Saudosa Cartilha

   Pego-me a refletir o motivo de tanta nostalgia, às vezes penso que sou bobo. Lembranças me fazem sorrir, falar sozinho, chorar. Dia desses, vinha dirigindo na Marginal Pinheiros, conversando comigo e me emocionava em cada frase que dizia. Parecia louco. Vibrando. Falava em voz alta, sentindo os pêlos dos meus braços arrepiarem-se, os olhos umedecerem e ao olhar para o lado, observei uma senhora que me fitava intrigada. Um olhar de compaixão. Misericordioso. Daqueles que por si só dizem coitadinho, tão novo e com distúrbios neurológicos. Até pode ser. Mas eu não estava nem aí, aquela deliciosa sensação de estar vivo fazia-me balbuciar cada vez mais. Só eu sentia.

   Outro dia assisti um filme, certa altura começou a dar nó na garganta e caí em prantos. Tentei disfarçar. Acho que minha mulher percebeu. Pior é ter que mostrar que sou durão. Bobagem. Machismo dissimulado. Sou assim. Assim serei.
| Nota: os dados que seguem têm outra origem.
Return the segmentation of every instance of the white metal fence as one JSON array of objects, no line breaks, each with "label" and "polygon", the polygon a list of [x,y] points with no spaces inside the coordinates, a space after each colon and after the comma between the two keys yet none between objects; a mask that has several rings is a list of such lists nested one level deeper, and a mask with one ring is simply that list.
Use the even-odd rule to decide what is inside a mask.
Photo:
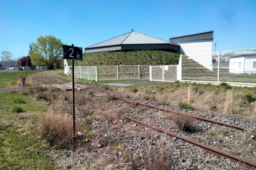
[{"label": "white metal fence", "polygon": [[174,82],[178,77],[177,65],[150,66],[150,81]]},{"label": "white metal fence", "polygon": [[182,81],[255,85],[256,49],[182,56]]},{"label": "white metal fence", "polygon": [[[129,79],[151,81],[221,82],[256,86],[256,48],[181,55],[178,65],[76,66],[75,77],[96,81]],[[67,73],[71,74],[68,66]]]},{"label": "white metal fence", "polygon": [[[72,67],[68,67],[67,73],[72,75]],[[95,80],[149,79],[149,65],[111,65],[105,66],[75,66],[75,77]]]}]

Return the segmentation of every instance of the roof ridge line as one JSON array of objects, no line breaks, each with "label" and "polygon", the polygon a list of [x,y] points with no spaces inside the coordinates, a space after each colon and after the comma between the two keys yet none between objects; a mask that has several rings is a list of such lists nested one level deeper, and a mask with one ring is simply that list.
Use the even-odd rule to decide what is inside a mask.
[{"label": "roof ridge line", "polygon": [[[122,44],[124,42],[124,41],[125,41],[125,40],[126,39],[126,38],[128,38],[128,37],[129,37],[129,36],[130,35],[131,35],[131,34],[132,34],[132,32],[133,32],[133,31],[132,31],[132,32],[130,32],[130,34],[129,34],[129,36],[127,36],[126,37],[126,38],[125,38],[124,39],[124,41],[122,41],[122,42],[120,43],[120,44]],[[127,33],[126,33],[126,34],[127,34]]]},{"label": "roof ridge line", "polygon": [[[121,34],[121,35],[120,35],[120,36],[117,36],[116,37],[115,37],[113,38],[112,38],[109,39],[107,40],[106,40],[103,41],[103,42],[99,42],[99,43],[96,43],[96,44],[94,44],[94,45],[90,45],[90,46],[88,46],[88,47],[85,47],[85,48],[88,48],[88,47],[90,47],[90,46],[91,46],[95,45],[96,45],[96,44],[99,44],[99,43],[102,43],[102,42],[106,42],[107,41],[108,41],[108,40],[112,40],[112,39],[114,39],[114,38],[117,38],[117,37],[120,37],[120,36],[122,36],[123,35],[125,35],[125,34],[128,34],[128,33],[130,33],[130,32],[131,32],[131,33],[132,32],[128,32],[128,33],[127,33],[123,34]],[[130,36],[130,34],[129,34],[129,35]],[[128,36],[127,36],[127,37],[128,37]],[[127,38],[126,37],[126,39]],[[124,42],[123,41],[123,42]],[[122,42],[122,43],[123,42]]]}]

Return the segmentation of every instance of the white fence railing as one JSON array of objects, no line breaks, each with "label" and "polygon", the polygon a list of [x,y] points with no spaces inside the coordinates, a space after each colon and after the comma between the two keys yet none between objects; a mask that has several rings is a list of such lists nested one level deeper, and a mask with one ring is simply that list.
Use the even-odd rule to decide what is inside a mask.
[{"label": "white fence railing", "polygon": [[[180,55],[178,65],[76,66],[76,77],[256,86],[256,48]],[[71,74],[71,67],[65,67]]]},{"label": "white fence railing", "polygon": [[174,82],[178,77],[177,65],[150,66],[150,81]]},{"label": "white fence railing", "polygon": [[[75,66],[74,68],[75,77],[96,81],[150,79],[149,65]],[[67,73],[72,75],[72,67],[68,66],[67,69]]]},{"label": "white fence railing", "polygon": [[256,49],[181,55],[182,81],[256,83]]}]

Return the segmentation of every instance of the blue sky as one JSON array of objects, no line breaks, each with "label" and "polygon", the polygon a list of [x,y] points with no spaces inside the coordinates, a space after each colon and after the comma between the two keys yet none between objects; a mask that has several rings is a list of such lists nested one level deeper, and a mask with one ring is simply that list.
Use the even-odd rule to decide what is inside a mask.
[{"label": "blue sky", "polygon": [[255,48],[256,0],[0,2],[0,51],[10,51],[15,59],[26,56],[40,36],[84,48],[132,29],[167,41],[214,30],[216,51]]}]

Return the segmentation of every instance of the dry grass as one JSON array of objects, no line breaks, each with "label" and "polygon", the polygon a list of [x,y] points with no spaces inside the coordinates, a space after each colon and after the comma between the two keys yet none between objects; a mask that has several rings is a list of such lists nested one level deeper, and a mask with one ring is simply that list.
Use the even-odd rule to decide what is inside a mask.
[{"label": "dry grass", "polygon": [[175,114],[172,116],[172,119],[181,130],[192,132],[195,130],[196,119],[188,114]]},{"label": "dry grass", "polygon": [[233,91],[229,91],[227,94],[226,103],[225,103],[224,112],[225,113],[228,115],[232,114],[233,105]]},{"label": "dry grass", "polygon": [[144,152],[144,167],[147,170],[173,169],[172,154],[161,148],[152,148],[148,155]]},{"label": "dry grass", "polygon": [[38,131],[50,146],[68,148],[73,134],[72,125],[70,118],[60,114],[50,113],[41,119]]},{"label": "dry grass", "polygon": [[54,83],[68,83],[70,81],[70,77],[61,76],[58,75],[60,71],[48,71],[38,73],[31,76],[26,81],[26,84],[29,85],[40,85],[46,84],[48,85]]},{"label": "dry grass", "polygon": [[123,111],[122,109],[110,109],[107,111],[98,111],[92,115],[92,119],[98,120],[107,120],[110,121],[122,119]]}]

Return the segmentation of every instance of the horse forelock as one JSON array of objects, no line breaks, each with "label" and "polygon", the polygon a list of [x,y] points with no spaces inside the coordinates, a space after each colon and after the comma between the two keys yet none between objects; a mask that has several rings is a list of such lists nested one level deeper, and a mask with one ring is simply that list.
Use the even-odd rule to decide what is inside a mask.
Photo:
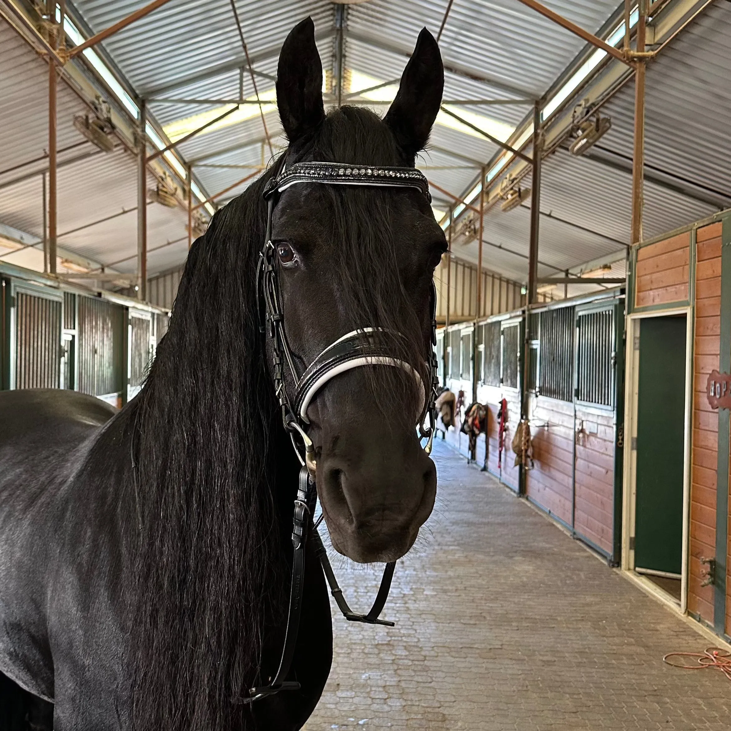
[{"label": "horse forelock", "polygon": [[[331,112],[289,156],[413,164],[377,116],[354,107]],[[249,707],[231,698],[260,680],[264,628],[286,615],[274,495],[279,416],[256,291],[262,192],[277,167],[217,212],[194,244],[168,332],[130,411],[137,731],[249,727]],[[418,333],[398,276],[390,192],[327,187],[341,241],[333,266],[354,326]],[[418,363],[422,341],[407,338],[403,357]],[[379,389],[395,387],[400,377],[396,368],[372,374]]]}]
Eterno emocionado.

   Talvez por ter vivido no finalzinho dos tempos onde se tinha respeito aos mais velhos. Na escola morríamos de medo da diretora e havia castigo aos que saíssem fora da linha. Antes de entrar no colégio cantávamos “Ave Maria” e o “Hino Nacional”. Levei muitos puxões de orelha da professora, por brigar em sala de aula ou responder-lhe algo atravessado.

   Ontem ouvi meu filhinho de quatro anos cantando “dança da motinha”. Pensei em repreender-lhe, mas logo percebi que seria em vão. A televisão entrou em nossos lares como um magazine repleto de ofertas, hábitos, modismos, caracterizações, estereótipos, etc e coisa e tal. Ensinando-nos a falar, comprar, comer, transar, casar, descasar, trair, mentir, iludir, matar, roubar, vestir...

   Lá na casa de mamãe tivemos nossa primeira TV quando eu já tinha uns oito anos. Outro dia meu filho pediu-me um iphone de presente de aniversário e quer ir ao Mac Donald. Sorri e disse que se ele for um bom menino e se comportar iria lhe presentear.

   Em minha nostalgia profunda, sinto falta de ciranda cirandinha, atirei o pau no gato, circo pegou fogo... Como dizia o rei, “tenho às vezes vontade de ser novamente um menino”. Hoje é fogo na bomba. Rapp, raggae, funk, axé, music. Tatoo. Piercing. Rave. Se papai tivesse vivo diria que isso é coisa de fresco.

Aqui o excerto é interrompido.